Tipp 9:  “Shadow AI” – Mitarbeitende brauchen Anleitung und Anweisung

Unter Schatten-KI versteht man die nicht genehmigte Nutzung von Tools oder Anwendungen von KI durch Mitarbeiter. Dazu gehört die unbefugte Nutzung von ChatGPT zur Automatisierung von Aufgaben wie Textbearbeitung und Datenanalyse.
Mitarbeiter greifen häufig auf diese Tools zurück, um die Produktivität zu steigern und Prozesse zu beschleunigen.
Das führt zu  erheblichen Risiken in Bezug auf Datensicherheit, Compliance, Fehlern – und dadurch auch auf den Ruf des Unternehmens.

  • Tipp 9: Mitarbeitende der Kanzlei dürfen Kanzlei-Dokumente nicht durch privat genutzte / kostenlose / firmenfremde Anwendungen bearbeiten lassen.
  • Diese Anweisung ist überlebenswichtig für die Kanzlei und kann nur sehr schwer überprüft werden. Deuten Sie an, dass Verstöße aus Datenschutzgründen zu einer Abmahnung führen.
  • Viele Anwälte und noch mehr Mitarbeitende wssen z.B. nicht, dass alle Dokumente, die z.B. mit “deep seek” bearbeitet werden, in China gespeichert und dort verwendet werden.
  • Klären Sie Mitarbeitende auf über die Folgen privater Nutzung von KI.
  • Appellieren Sie an die Eigenverantwortung.

Hier gibt ein Unternehmen für Datensicherheit  weiteren Tipps:

Tipp 10: Prompten üben!

Prompten ist die schriftliche oder mündliche Anweisung an eine KI.
Ein Teil der Fortbildung Ihrer Mitarbeiter muss das Prompten sein.
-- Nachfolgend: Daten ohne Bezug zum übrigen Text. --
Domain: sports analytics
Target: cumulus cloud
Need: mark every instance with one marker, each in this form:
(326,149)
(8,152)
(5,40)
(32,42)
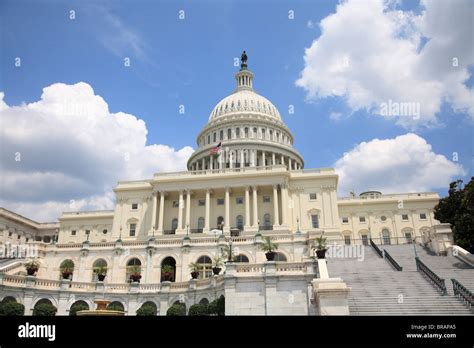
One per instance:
(406,163)
(67,150)
(372,54)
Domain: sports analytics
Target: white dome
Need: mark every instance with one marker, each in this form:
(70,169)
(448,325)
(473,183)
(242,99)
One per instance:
(244,101)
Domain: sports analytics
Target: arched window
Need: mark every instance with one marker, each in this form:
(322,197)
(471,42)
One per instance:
(205,270)
(242,258)
(240,222)
(174,225)
(267,221)
(168,269)
(386,236)
(200,224)
(99,268)
(134,267)
(280,257)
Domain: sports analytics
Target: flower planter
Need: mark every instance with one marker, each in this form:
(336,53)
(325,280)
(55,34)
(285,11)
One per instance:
(135,278)
(270,255)
(31,271)
(321,254)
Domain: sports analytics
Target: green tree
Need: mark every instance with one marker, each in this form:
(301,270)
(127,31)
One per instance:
(458,210)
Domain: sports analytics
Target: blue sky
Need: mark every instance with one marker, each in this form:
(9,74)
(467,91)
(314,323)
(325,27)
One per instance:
(190,62)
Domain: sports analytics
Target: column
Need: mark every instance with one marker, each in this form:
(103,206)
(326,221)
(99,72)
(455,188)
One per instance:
(153,213)
(162,211)
(208,211)
(247,207)
(227,211)
(284,204)
(276,221)
(180,211)
(255,209)
(188,208)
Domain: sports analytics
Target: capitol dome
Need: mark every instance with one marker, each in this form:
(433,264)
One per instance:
(244,129)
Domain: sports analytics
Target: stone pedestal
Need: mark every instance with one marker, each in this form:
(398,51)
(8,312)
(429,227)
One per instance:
(331,296)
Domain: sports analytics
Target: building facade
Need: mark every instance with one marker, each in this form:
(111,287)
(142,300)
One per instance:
(245,181)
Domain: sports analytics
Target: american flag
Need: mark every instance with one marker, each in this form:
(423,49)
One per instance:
(216,149)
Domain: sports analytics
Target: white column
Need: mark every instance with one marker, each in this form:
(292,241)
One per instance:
(255,209)
(162,211)
(247,207)
(153,213)
(180,211)
(227,211)
(188,208)
(276,218)
(208,211)
(284,204)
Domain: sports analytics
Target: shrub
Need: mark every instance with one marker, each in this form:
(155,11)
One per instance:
(198,309)
(76,308)
(11,309)
(146,311)
(178,309)
(45,310)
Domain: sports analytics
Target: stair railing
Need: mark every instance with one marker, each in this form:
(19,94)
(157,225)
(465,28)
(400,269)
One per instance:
(460,290)
(432,276)
(390,259)
(376,248)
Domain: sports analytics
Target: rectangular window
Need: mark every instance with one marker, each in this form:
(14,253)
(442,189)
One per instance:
(365,239)
(347,240)
(132,229)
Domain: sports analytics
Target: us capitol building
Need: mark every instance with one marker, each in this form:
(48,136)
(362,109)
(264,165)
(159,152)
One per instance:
(244,182)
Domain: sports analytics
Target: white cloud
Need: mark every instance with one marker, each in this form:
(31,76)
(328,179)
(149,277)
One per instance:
(69,146)
(406,163)
(370,52)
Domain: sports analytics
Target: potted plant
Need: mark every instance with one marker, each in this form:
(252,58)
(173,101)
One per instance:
(167,271)
(101,273)
(217,264)
(321,247)
(67,269)
(135,274)
(32,266)
(195,267)
(269,247)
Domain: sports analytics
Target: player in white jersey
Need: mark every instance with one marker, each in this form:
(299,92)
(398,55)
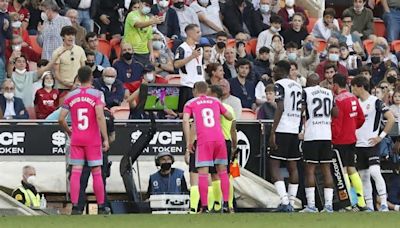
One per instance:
(284,139)
(367,158)
(318,105)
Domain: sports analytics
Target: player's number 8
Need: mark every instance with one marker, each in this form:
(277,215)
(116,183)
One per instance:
(208,117)
(83,120)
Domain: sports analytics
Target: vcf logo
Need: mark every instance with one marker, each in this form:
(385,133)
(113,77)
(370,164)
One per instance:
(244,147)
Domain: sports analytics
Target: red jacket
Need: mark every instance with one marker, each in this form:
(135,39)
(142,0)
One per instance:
(349,119)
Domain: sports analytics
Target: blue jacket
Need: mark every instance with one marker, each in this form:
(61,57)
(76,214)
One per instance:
(19,107)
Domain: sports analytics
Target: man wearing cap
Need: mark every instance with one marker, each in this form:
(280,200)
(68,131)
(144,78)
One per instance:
(166,180)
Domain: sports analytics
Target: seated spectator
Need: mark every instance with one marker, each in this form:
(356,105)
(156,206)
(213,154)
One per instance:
(73,16)
(13,107)
(23,79)
(327,25)
(287,13)
(167,180)
(46,98)
(217,52)
(241,87)
(128,70)
(265,37)
(18,6)
(229,99)
(208,12)
(93,44)
(112,88)
(229,64)
(333,57)
(108,19)
(329,71)
(240,16)
(17,46)
(162,56)
(297,32)
(267,109)
(215,72)
(363,20)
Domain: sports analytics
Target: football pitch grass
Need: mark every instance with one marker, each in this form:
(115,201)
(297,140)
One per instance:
(241,220)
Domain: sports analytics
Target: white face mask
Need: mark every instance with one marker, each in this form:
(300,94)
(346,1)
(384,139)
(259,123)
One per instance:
(109,80)
(8,95)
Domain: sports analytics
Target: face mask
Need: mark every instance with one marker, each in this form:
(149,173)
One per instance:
(163,3)
(127,56)
(375,59)
(16,24)
(221,45)
(264,8)
(292,57)
(333,57)
(8,95)
(20,71)
(179,5)
(289,3)
(158,45)
(149,77)
(43,16)
(166,166)
(146,10)
(109,80)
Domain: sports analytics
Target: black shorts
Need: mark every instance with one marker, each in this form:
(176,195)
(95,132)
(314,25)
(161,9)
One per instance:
(347,154)
(288,147)
(212,170)
(366,156)
(185,94)
(318,151)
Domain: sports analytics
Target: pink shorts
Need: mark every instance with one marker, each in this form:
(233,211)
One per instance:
(93,155)
(211,153)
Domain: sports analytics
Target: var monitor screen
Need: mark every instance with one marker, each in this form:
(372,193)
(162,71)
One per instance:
(161,97)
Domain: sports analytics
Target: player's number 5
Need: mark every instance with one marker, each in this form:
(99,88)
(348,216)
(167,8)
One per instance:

Dazu nutzen Sie und Ihre MitarbeiterInnen eine besonders gut spezifizierte und quantifizierte Sprache, mit deren Hilfe Sie Ihrem KI System einen Rechercheauftrag erteilen.
Das Ergebnis der KI-generierten Inhalte steht in direktem Verhältnis zur Qualität des Prompts. Das Ergebnis Ihrer Aufforderungen an die KI spiegelt unmittelbar die Präzision Ihrer Sprache.

Tipp 10: Prompten muss konkret sein (“Erstelle eine Präsentation in rotem Rahmen und mit blauer Schrift in power point auf drei Folien…”), einen Kontext haben (“über die Französische Revolution.”), Anforderung quantifizieren (“Beschreibe in 3 Sätzen…”) und spezifizieren (“warum die Auswirkungen der Französischen Revolution bis heute spürbar sind… ) sowie den Blickwinkel klarstellen (“und berichte aus der Perspektive einer europäischen Demokratie”)

  • Beispiel 1: Aus der Aufforderung “Nenne drei aktuelle Urteile zum Umgangsrecht nach der Trennung” wird zu “Nenne in deutscher Sprache drei letztinstanzliche Urteile deutscher Gerichte zum Umgangsrecht in familienrechtlichen Verfahren mit der Gemeinsamkeit, dass die Partner bereits geschieden sind. Antworte aus der Sicht der Anwältin der Ehefrau und bereite eine Strategie der Gegenrede vor.”
  • Beispiel 2: Aus “Erstelle mir einen Fitnessplan für eine Woche” wird “Erstelle mir einen Fitnessplan für eine Woche. Gehe davon aus, dass ich 4 Mal die Woche trainiere. Nutze je Übung 3 Sätze und berücksichtige eine ausgewogene Balance aus Krafttraining und Ausdauertraining.”